Shining a spotlight on the rampant misogyny, greed and outright debauchery that had infiltrated and subsequently shaped the modern American economic system, Scorsese was able to make The Wolf of Wall Street a hugely enjoyable and bombastic ride that simultaneously taught its audiences about the innate problems of the finance industry. Like the best cinema, it balanced entertainment and education harmoniously.

It’s unsurprising, then, that the legendary director is particularly interested in how movies can spread disinformation – particularly how some can utilise and appropriate the medium for propaganda. Using the 1935 German movie Triumph of the Will as a famous example, Scorsese reveals how “propaganda can cut any way you want it to”. Bathed in optimism and bravery, Leni Riefenstahl’s movie cuts together 60 hours worth of four days of the 1934 Nuremberg Rally.

It depicts a nation of devoted and unwaveringly patriotic Germans, buoyant with hope and love for their leader, ecstatic as Adolf Hitler emerges from a plane like an angel descended from heaven to bring the people of Germany to new and unimagined levels of glory. Replete with tears of joy, thousands of arms raised in a Nazi salute, and implementing genuinely innovative filmmaking techniques, it’s regarded as one of the most potent works of movie propaganda ever. In retrospect, it’s chilling.

In 2007, speaking to Raffaele Donato, Scorsese explained how the propaganda medium had evolved. “We have propaganda here in America every day.
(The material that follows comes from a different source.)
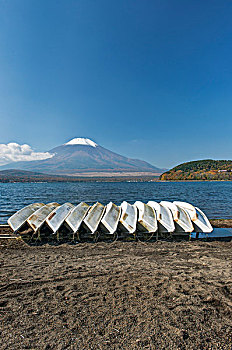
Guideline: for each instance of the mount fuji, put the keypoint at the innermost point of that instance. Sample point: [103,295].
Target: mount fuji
[84,156]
CNN news has become propaganda. It’s in the choice of news stories they’ve chosen to tell. It’s in the camera placement: five feet to the left, you have a whole different story. Point the camera in a different direction, and you’re telling the story of the peasant who’s walking by, as opposed to the politician using the landscape as a backdrop. That’s why campaign teams have pre-designed camera angles.”

He continued, explaining, “You can’t trust anything you see on TV. The question is, are people aware of it? Have they figured it out? I don’t know. The problem is that it’s all about entertainment. So now we have 400 channels of entertainment— great. This has been the case for many years now, and it’s only getting worse.”